June 2007
Keeping
the Ancient
Ways Alive
Alec
Lawson Tuckatuck Pursues His Passion & His Destiny
By Kellie Underhill

|
| Alec Lawson Tuckatuck |
It’s a drizzly autumn day when the taxi
drops me off in front of the house on the north side of Fredericton. I’ve come the three and a half hour bus
ride from my home in Sackville to meet an artist I’ve heard great things about. I know only that he is Inuit; he is
young, well-liked and respected; and, like me, he’s a Miramichier.
In the yard, the dog’s body vibrates from
the force of her wagging tail and her big paws land on my middle as she jumps to lick my hands. I appreciate her warm greeting
on this dull grey Saturday afternoon. As the young man comes to the door I’m struck first by his huge grin. I don’t
remember the last time I saw such a genuinely friendly face. I’m instantly at ease in this man’s presence and
I can’t help but smile myself. I feel honoured to have been invited into this home.
Sitting at the dining room table with Alec Lawson
Tuckatuck I’m touched by his unassuming mild manner. He is the type of person my grandfather would have called “the
salt of the earth,” what I call “good people.” He tells me he worked late into the evening and again this
morning to finish his newest carving in order that I might see it. The penguin rests on the tabletop between us. She peers
over the edge of her iceberg scanning the deep waters below, perfectly poised to dive and hunt the fish she needs to feed
her young. Her back is an inky pool, polished so smooth I’m startled to recognize my own eyes staring back at me from
the blackness.
Alec speaks to me about inspiration and the process
of creation, about how the stone tells him what it wants to be, all the while rotating the penguin so I may see all her beautiful
arcs.
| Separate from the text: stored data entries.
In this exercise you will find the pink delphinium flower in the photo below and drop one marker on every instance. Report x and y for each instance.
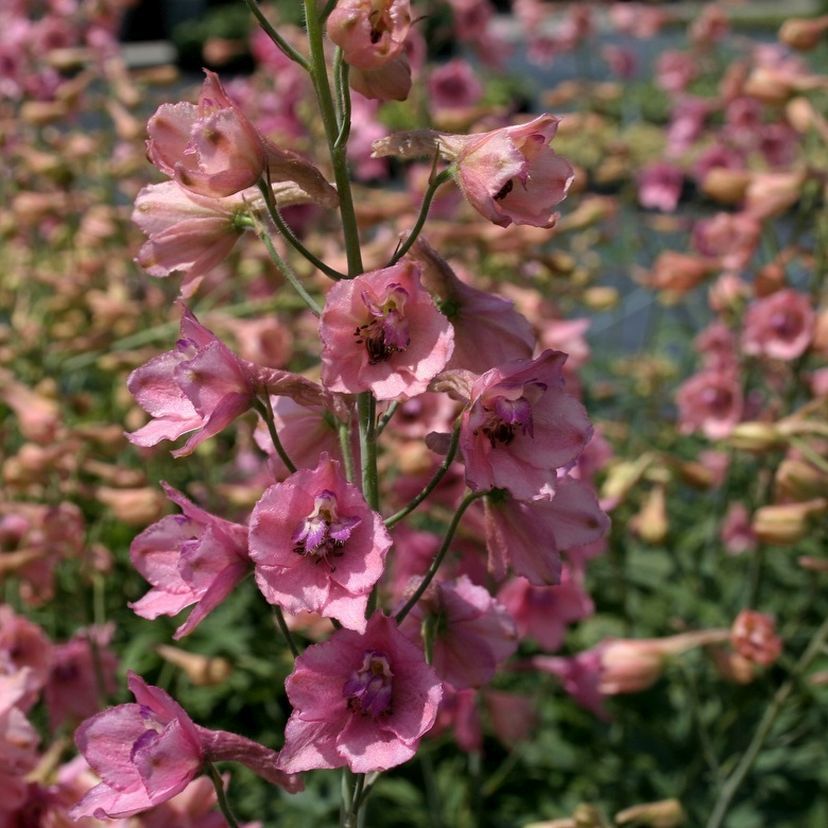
(212, 148)
(472, 632)
(780, 326)
(512, 174)
(381, 332)
(363, 701)
(203, 386)
(317, 546)
(186, 231)
(659, 186)
(148, 752)
(369, 33)
(529, 536)
(454, 85)
(730, 238)
(520, 426)
(754, 637)
(544, 613)
(711, 402)
(488, 330)
(191, 558)
(83, 670)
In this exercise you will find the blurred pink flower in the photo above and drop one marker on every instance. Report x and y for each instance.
(780, 326)
(364, 701)
(191, 558)
(381, 332)
(317, 546)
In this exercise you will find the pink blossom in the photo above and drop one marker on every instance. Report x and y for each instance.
(203, 386)
(543, 613)
(710, 402)
(659, 186)
(317, 546)
(369, 33)
(382, 333)
(520, 426)
(529, 536)
(191, 558)
(363, 701)
(82, 675)
(780, 326)
(24, 646)
(471, 633)
(212, 148)
(512, 174)
(730, 238)
(488, 330)
(454, 85)
(754, 637)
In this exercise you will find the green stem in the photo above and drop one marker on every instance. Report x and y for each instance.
(283, 628)
(735, 780)
(221, 796)
(290, 236)
(266, 410)
(275, 36)
(434, 185)
(441, 553)
(432, 484)
(285, 269)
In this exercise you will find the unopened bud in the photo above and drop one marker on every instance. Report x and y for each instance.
(798, 480)
(201, 670)
(787, 523)
(665, 814)
(755, 436)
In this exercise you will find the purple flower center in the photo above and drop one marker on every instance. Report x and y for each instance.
(387, 331)
(502, 416)
(324, 531)
(368, 690)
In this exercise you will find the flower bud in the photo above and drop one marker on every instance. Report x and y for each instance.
(755, 436)
(787, 523)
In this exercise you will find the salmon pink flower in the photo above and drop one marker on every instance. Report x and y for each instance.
(780, 326)
(529, 536)
(520, 426)
(191, 558)
(382, 333)
(317, 546)
(364, 701)
(512, 174)
(148, 752)
(212, 148)
(472, 632)
(201, 385)
(369, 32)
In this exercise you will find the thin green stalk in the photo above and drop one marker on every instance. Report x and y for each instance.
(275, 36)
(221, 796)
(441, 553)
(266, 410)
(735, 780)
(283, 628)
(290, 236)
(286, 270)
(432, 484)
(434, 185)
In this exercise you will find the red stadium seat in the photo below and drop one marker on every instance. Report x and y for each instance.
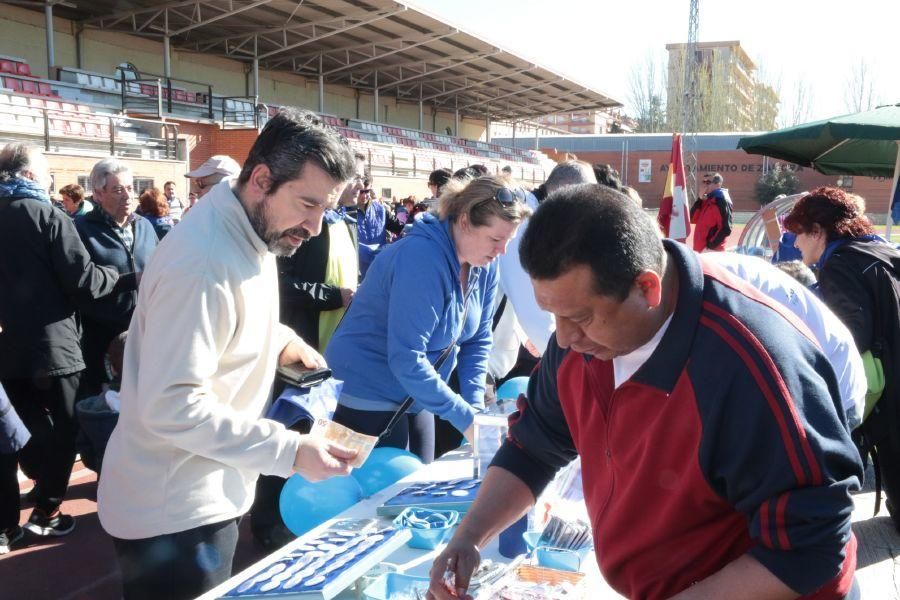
(74, 127)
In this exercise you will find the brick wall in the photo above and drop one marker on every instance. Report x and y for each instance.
(206, 139)
(740, 170)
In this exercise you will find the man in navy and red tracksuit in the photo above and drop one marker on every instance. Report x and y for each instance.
(714, 459)
(711, 215)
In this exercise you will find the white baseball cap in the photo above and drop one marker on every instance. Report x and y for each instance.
(220, 163)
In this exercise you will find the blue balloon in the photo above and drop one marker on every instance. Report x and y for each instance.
(511, 388)
(385, 465)
(305, 505)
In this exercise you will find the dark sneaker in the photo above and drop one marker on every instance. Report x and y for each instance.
(29, 496)
(8, 537)
(56, 524)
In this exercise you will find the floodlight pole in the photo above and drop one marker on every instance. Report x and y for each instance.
(51, 50)
(889, 222)
(375, 98)
(322, 88)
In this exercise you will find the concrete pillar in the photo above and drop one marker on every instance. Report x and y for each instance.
(167, 54)
(375, 99)
(51, 51)
(322, 91)
(167, 59)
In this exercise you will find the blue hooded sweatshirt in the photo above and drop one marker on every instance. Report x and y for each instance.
(407, 310)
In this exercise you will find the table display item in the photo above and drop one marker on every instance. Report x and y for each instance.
(490, 428)
(566, 535)
(454, 494)
(529, 582)
(324, 566)
(397, 586)
(346, 437)
(429, 528)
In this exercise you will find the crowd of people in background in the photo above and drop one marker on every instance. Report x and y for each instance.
(432, 297)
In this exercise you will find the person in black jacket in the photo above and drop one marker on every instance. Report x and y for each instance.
(858, 280)
(116, 237)
(45, 274)
(316, 285)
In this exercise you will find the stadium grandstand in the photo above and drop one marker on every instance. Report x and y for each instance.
(170, 84)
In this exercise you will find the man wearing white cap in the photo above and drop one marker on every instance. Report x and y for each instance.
(215, 169)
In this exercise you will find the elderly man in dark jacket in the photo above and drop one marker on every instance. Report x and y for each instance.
(45, 273)
(115, 236)
(13, 437)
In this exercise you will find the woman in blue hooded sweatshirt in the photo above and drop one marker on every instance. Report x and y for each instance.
(434, 286)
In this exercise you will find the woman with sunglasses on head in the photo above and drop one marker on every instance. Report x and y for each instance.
(432, 290)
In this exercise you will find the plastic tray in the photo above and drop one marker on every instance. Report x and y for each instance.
(392, 585)
(328, 577)
(453, 494)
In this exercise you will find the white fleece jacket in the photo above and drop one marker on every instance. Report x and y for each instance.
(199, 363)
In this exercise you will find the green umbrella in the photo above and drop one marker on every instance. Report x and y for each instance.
(862, 143)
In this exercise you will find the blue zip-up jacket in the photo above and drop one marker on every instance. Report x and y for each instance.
(406, 312)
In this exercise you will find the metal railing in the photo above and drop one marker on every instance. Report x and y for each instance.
(241, 112)
(101, 134)
(390, 160)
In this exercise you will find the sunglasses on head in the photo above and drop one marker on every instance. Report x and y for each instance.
(508, 197)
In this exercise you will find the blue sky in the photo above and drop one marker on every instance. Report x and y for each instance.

The effect is hypnotic. There’s a whispery quality to his voice that pulls me through space and time to the far
north of his childhood, as he talks of his grandfather and uncle and the tradition of carving in his family.

|
| The penguin sits on the table between us. |
“I am named after
my uncle, Alec, whom I call saounik. This is how we identify and call each other
and it means bone,” he says. “I was born in Fort George, Quebec, at
the nearest hospital to Kuujjuaraapik, where my family is from. Fort
George no longer exists itself but is now called Chisasibi. When the
dam projects were in effect, the water level rose and the community had to evacuate and relocate to Chisasibi.”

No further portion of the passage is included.